Find an equation of the plane whose points are equidistant from (8,-5,3) and (9,5,9).
The plane would have to pass through the midpoint of the line joining the
two given points and be perpendicular to that line
midpoint = ( (8+9)/2 , (-5+5)/2, (3+9)/2) = (17/2 , 0, 6)
The direction vector, which will become the normal to the plane
= < 9-8, 5+5, 9-3> = <1,10,6>
so the equation of our needed plane is
x + 10y + 6z = c
but (17/2, 0, 6) lies on it, so
17/2 + 0 + 36 = c
17 + 72 = 2c
c = 89/2
x + 10y + 6z = 89/2 is one form of your equation of the plane
another is
2x + 20y + 12z = 89
To find an equation of the plane equidistant from two points, we need to determine the midpoint between the two points and then find the normal vector to the plane. From there, we can write the equation of the plane in vector form.
1. Find the midpoint between the two given points using the midpoint formula:
Midpoint (M) = [(x₁ + x₂) / 2, (y₁ + y₂) / 2, (z₁ + z₂) / 2]

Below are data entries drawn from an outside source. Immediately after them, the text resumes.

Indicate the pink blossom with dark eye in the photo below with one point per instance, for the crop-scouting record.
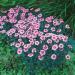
(24, 10)
(22, 43)
(37, 42)
(10, 15)
(12, 20)
(47, 25)
(70, 46)
(53, 56)
(21, 22)
(19, 51)
(54, 37)
(3, 31)
(25, 46)
(40, 57)
(33, 50)
(39, 15)
(36, 26)
(30, 55)
(59, 30)
(17, 45)
(11, 10)
(25, 49)
(56, 22)
(45, 47)
(67, 57)
(45, 30)
(49, 41)
(48, 34)
(60, 37)
(38, 9)
(48, 19)
(40, 33)
(42, 52)
(57, 40)
(16, 34)
(42, 37)
(52, 29)
(67, 26)
(21, 31)
(61, 20)
(61, 45)
(54, 47)
(35, 32)
(1, 27)
(65, 38)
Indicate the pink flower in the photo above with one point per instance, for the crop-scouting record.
(42, 37)
(52, 29)
(30, 55)
(55, 47)
(37, 42)
(49, 41)
(3, 31)
(22, 43)
(21, 31)
(45, 47)
(45, 30)
(19, 51)
(21, 22)
(57, 40)
(67, 57)
(35, 32)
(33, 50)
(40, 33)
(67, 26)
(47, 25)
(48, 34)
(39, 15)
(42, 52)
(25, 49)
(54, 37)
(70, 46)
(59, 30)
(53, 56)
(38, 9)
(65, 38)
(17, 45)
(48, 19)
(60, 36)
(61, 20)
(40, 57)
(16, 34)
(56, 22)
(36, 26)
(11, 10)
(61, 45)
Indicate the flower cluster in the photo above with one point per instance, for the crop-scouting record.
(36, 35)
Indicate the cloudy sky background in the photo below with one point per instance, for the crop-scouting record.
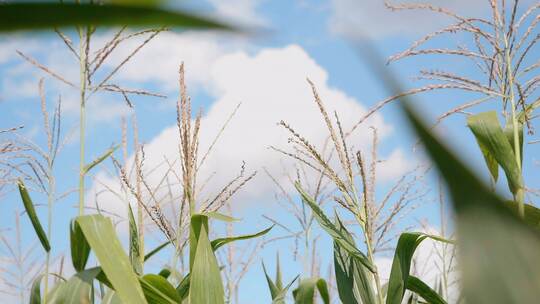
(267, 76)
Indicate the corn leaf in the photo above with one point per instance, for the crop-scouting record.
(31, 211)
(487, 130)
(158, 290)
(78, 288)
(401, 265)
(166, 273)
(220, 216)
(217, 243)
(111, 297)
(35, 290)
(134, 252)
(532, 214)
(420, 288)
(305, 293)
(280, 298)
(156, 250)
(354, 283)
(100, 234)
(332, 230)
(55, 292)
(100, 159)
(274, 290)
(183, 288)
(41, 15)
(509, 132)
(80, 249)
(205, 281)
(322, 287)
(491, 162)
(498, 251)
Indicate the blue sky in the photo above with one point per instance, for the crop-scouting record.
(267, 75)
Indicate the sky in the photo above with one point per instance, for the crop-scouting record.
(264, 78)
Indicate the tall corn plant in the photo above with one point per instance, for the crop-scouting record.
(354, 183)
(502, 49)
(95, 232)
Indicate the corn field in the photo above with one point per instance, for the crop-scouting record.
(487, 245)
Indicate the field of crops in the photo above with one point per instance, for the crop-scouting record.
(488, 241)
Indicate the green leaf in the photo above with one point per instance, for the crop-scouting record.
(35, 290)
(531, 216)
(401, 265)
(491, 162)
(205, 282)
(217, 243)
(280, 298)
(322, 287)
(498, 252)
(156, 250)
(40, 15)
(134, 246)
(354, 283)
(80, 249)
(274, 290)
(100, 159)
(166, 273)
(332, 230)
(54, 294)
(509, 132)
(487, 130)
(29, 206)
(158, 290)
(78, 289)
(417, 286)
(111, 297)
(100, 234)
(183, 288)
(220, 216)
(305, 293)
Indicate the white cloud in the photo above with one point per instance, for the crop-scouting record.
(352, 18)
(271, 85)
(158, 61)
(239, 11)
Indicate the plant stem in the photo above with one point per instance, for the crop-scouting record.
(50, 201)
(364, 223)
(83, 40)
(519, 196)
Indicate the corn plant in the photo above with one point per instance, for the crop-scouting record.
(120, 276)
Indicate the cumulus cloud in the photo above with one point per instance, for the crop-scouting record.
(239, 11)
(271, 85)
(158, 61)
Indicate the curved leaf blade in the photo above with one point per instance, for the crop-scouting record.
(40, 15)
(498, 251)
(417, 286)
(332, 230)
(217, 243)
(100, 234)
(354, 283)
(31, 211)
(158, 290)
(487, 130)
(401, 265)
(205, 281)
(80, 249)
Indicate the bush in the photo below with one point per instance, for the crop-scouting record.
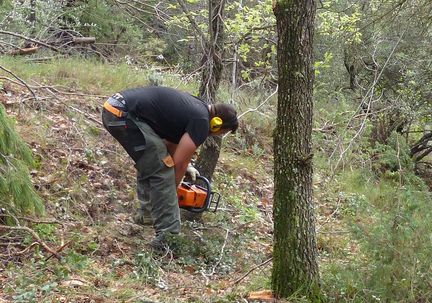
(16, 189)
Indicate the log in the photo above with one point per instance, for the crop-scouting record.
(84, 40)
(24, 51)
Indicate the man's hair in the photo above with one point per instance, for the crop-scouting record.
(228, 115)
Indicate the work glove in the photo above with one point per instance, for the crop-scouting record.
(192, 171)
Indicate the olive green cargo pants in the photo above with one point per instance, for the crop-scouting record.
(156, 183)
(155, 171)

Applying the formula, we get:
M = [ (8 + 9) / 2, (-5 + 5) / 2, (3 + 9) / 2 ]
= [ 17/2, 0, 12/2 ]
= [ 8.5, 0, 6 ]
2. Next, we need to find the normal vector to the plane. The normal vector will be perpendicular to the plane and can be obtained by taking the cross product of the vector between the midpoint and one of the given points.

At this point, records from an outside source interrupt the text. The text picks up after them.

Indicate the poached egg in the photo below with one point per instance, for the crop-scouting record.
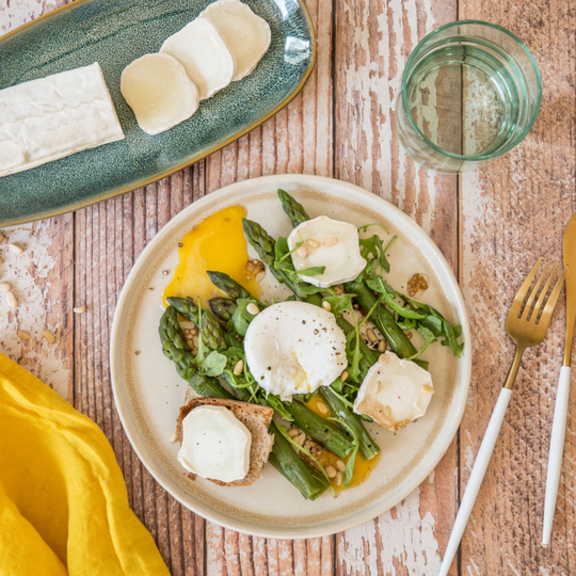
(294, 348)
(329, 243)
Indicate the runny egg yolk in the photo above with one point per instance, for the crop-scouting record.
(216, 244)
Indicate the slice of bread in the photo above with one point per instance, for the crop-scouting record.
(255, 417)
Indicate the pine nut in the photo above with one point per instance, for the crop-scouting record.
(252, 309)
(331, 472)
(322, 407)
(238, 368)
(49, 336)
(331, 242)
(12, 300)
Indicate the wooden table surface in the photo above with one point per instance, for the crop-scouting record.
(491, 225)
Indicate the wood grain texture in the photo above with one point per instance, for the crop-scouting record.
(373, 41)
(513, 212)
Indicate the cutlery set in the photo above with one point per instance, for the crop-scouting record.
(527, 322)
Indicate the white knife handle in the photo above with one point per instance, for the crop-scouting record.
(555, 454)
(473, 486)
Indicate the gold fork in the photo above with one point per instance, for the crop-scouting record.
(527, 327)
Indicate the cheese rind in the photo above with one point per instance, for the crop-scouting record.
(215, 444)
(203, 51)
(49, 118)
(247, 34)
(159, 91)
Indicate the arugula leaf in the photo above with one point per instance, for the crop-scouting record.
(213, 364)
(377, 283)
(241, 318)
(284, 265)
(339, 304)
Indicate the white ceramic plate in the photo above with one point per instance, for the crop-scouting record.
(149, 393)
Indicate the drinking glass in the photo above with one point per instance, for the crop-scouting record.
(471, 91)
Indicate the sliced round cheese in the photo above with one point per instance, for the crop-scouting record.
(247, 34)
(294, 348)
(329, 243)
(215, 444)
(394, 392)
(159, 91)
(203, 51)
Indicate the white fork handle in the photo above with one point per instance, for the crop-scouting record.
(555, 455)
(473, 486)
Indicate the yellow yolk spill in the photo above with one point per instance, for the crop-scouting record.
(362, 467)
(216, 244)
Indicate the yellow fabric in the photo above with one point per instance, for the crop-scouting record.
(63, 503)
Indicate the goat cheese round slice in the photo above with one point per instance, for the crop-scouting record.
(329, 243)
(159, 91)
(394, 392)
(294, 348)
(247, 34)
(203, 51)
(215, 444)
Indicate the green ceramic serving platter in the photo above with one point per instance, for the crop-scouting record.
(114, 33)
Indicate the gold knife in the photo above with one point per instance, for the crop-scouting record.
(561, 409)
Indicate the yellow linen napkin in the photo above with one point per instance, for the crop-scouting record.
(63, 503)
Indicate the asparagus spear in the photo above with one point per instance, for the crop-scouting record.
(382, 318)
(210, 330)
(229, 286)
(283, 457)
(174, 346)
(264, 244)
(176, 349)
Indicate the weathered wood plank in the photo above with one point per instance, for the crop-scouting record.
(515, 211)
(373, 41)
(109, 238)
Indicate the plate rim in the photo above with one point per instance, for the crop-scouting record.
(112, 193)
(250, 527)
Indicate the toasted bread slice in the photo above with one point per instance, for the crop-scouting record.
(256, 418)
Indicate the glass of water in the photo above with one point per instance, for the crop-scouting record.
(471, 91)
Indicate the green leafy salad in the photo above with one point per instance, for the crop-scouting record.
(223, 365)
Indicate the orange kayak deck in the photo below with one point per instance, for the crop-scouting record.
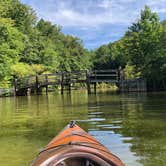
(74, 142)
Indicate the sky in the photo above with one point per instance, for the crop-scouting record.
(95, 22)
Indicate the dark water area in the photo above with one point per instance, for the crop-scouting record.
(132, 126)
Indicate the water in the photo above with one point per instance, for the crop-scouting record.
(132, 126)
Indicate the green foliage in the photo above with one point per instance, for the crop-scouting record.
(29, 47)
(141, 52)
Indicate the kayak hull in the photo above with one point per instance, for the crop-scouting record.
(74, 143)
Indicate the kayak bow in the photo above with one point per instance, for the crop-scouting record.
(74, 147)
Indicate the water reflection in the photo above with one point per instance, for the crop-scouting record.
(131, 126)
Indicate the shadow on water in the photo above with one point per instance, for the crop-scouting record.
(131, 125)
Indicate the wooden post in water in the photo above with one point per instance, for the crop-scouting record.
(46, 77)
(15, 86)
(37, 84)
(88, 82)
(95, 87)
(62, 82)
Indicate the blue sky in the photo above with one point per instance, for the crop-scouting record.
(96, 22)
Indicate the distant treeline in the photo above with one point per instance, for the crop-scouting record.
(29, 46)
(141, 52)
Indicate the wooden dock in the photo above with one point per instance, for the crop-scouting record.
(66, 80)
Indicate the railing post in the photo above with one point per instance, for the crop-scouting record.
(37, 84)
(62, 82)
(46, 77)
(88, 82)
(15, 86)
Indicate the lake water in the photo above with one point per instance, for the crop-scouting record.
(132, 126)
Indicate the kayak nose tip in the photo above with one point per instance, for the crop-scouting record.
(72, 123)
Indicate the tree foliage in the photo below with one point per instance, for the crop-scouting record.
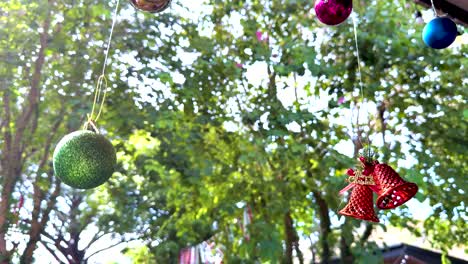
(239, 104)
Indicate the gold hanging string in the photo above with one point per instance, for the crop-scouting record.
(100, 92)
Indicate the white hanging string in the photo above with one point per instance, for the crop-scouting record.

Let A = (8, -5, 3) be one of the given points.
Let B = (9, 5, 9) be the other given point.
Let N = normal vector to the plane.
N = AB x AM
AB = B - A = (9 - 8, 5 - (-5), 9 - 3) = (1, 10, 6)

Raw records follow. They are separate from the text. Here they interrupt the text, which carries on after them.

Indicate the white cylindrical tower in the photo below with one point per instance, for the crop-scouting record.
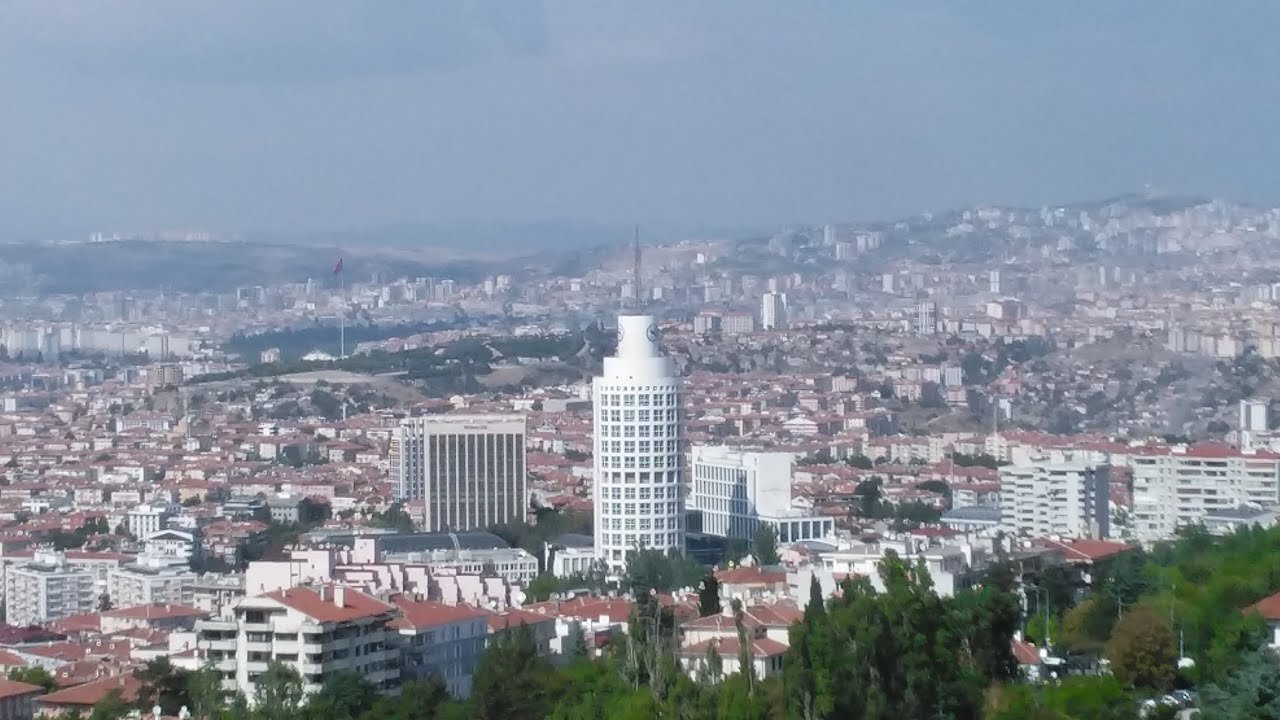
(639, 468)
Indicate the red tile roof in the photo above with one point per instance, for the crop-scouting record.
(155, 613)
(309, 602)
(1025, 652)
(1269, 607)
(728, 647)
(750, 577)
(92, 692)
(12, 688)
(10, 660)
(426, 614)
(1088, 550)
(513, 619)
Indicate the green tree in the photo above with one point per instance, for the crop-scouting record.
(35, 675)
(278, 692)
(110, 707)
(161, 684)
(1252, 692)
(1142, 650)
(764, 545)
(511, 680)
(205, 689)
(344, 696)
(708, 596)
(575, 642)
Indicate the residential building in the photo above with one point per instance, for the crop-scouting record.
(736, 491)
(439, 639)
(638, 463)
(316, 630)
(151, 580)
(1182, 484)
(927, 317)
(469, 470)
(773, 311)
(18, 700)
(48, 588)
(174, 546)
(1042, 497)
(145, 520)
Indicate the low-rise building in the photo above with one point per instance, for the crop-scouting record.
(316, 630)
(440, 639)
(151, 580)
(48, 588)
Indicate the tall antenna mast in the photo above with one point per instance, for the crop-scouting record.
(635, 272)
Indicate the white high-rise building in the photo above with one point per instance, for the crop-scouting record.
(1253, 422)
(927, 317)
(773, 311)
(737, 491)
(1182, 486)
(467, 469)
(639, 468)
(1040, 497)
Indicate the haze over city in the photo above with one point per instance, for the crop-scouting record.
(599, 360)
(314, 114)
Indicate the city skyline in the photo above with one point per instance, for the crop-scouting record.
(530, 112)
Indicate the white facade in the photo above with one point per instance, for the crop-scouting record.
(773, 311)
(927, 317)
(1253, 423)
(145, 520)
(467, 469)
(639, 468)
(736, 491)
(151, 580)
(1179, 486)
(318, 632)
(48, 589)
(1041, 499)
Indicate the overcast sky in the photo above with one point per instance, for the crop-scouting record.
(309, 114)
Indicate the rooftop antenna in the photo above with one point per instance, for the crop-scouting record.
(635, 272)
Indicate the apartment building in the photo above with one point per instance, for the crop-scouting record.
(1041, 499)
(151, 580)
(318, 630)
(469, 470)
(17, 700)
(440, 639)
(737, 491)
(48, 588)
(1187, 484)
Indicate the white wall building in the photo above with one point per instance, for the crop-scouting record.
(145, 520)
(1252, 423)
(638, 461)
(151, 580)
(1041, 497)
(318, 632)
(736, 491)
(773, 311)
(48, 588)
(1178, 486)
(467, 469)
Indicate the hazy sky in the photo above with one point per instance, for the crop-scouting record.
(323, 114)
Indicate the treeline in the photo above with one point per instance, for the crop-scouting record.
(458, 361)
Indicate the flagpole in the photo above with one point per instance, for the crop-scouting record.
(342, 311)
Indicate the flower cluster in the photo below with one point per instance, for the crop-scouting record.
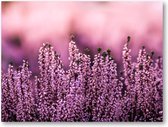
(85, 92)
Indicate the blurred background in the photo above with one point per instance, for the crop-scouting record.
(26, 25)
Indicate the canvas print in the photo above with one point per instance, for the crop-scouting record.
(82, 62)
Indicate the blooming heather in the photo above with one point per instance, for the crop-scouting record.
(85, 92)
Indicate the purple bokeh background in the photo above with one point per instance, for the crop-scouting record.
(26, 25)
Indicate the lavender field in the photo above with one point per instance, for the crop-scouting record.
(90, 90)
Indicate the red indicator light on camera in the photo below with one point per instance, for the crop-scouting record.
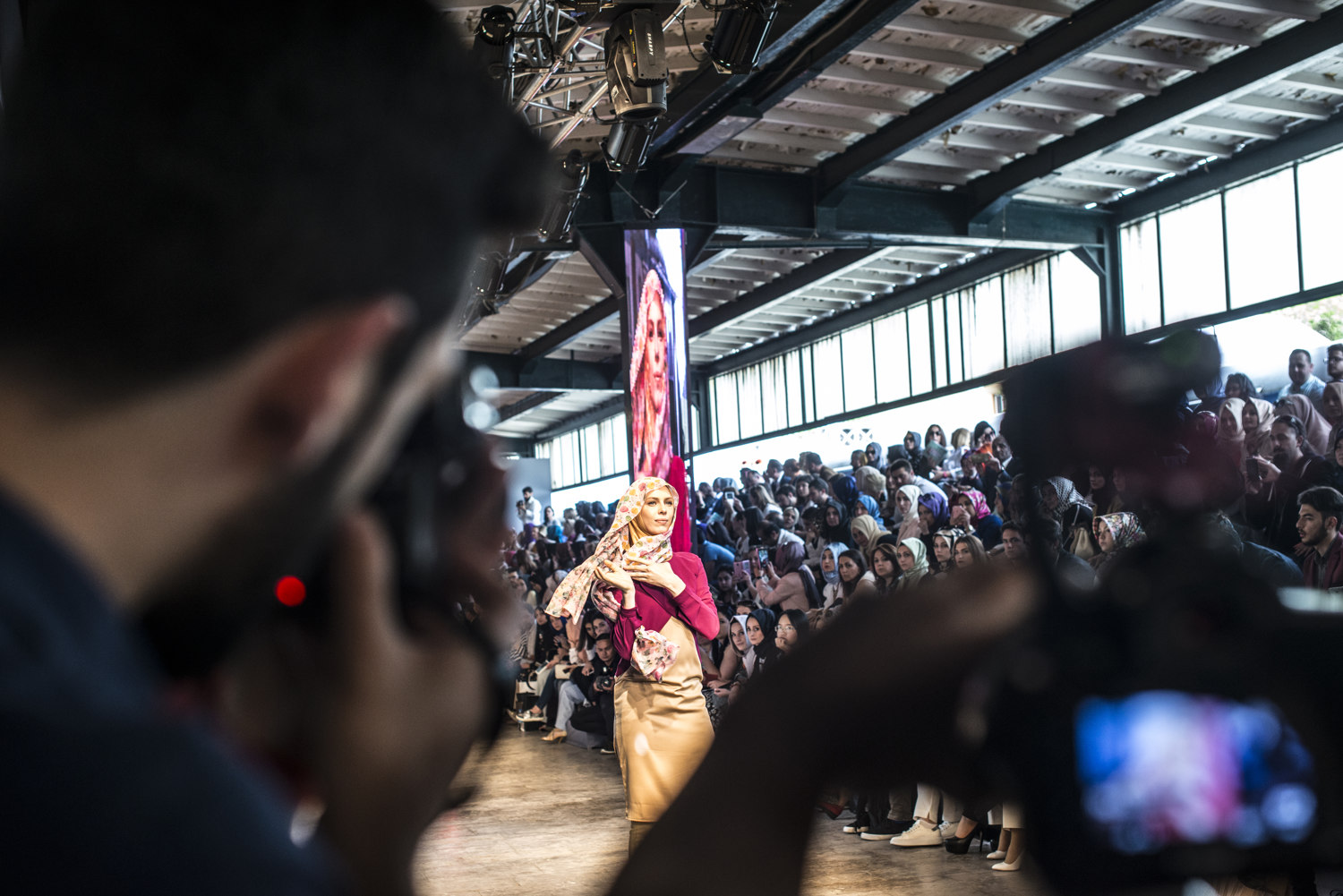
(290, 592)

AM = M - A = (8.5 - 8, 0 - (-5), 6 - 3) = (0.5, 5, 3)
N = (1, 10, 6) x (0.5, 5, 3)
Taking the cross product, N = (30, -3, -4)
3. Now that we have the midpoint (M) and the normal vector (N), we can write the equation of the plane. The equation of a plane in vector form is:
N · (r - M) = 0
Where N is the normal vector, r is the position vector of an arbitrary point on the plane, and M is the midpoint.
Plugging in the values:
(30, -3, -4) · (r - (8.5, 0, 6)) = 0
Expanding the dot product:
30(r₁ - 8.5) - 3(r₂ - 0) - 4(r₃ - 6) = 0
Simplifying:
30r₁ - 255 - 3r₂ - 4r₃ + 24 = 0
Rearranging terms:
30r₁ - 3r₂ - 4r₃ = 231
Therefore, the equation of the plane is 30x - 3y - 4z = 231.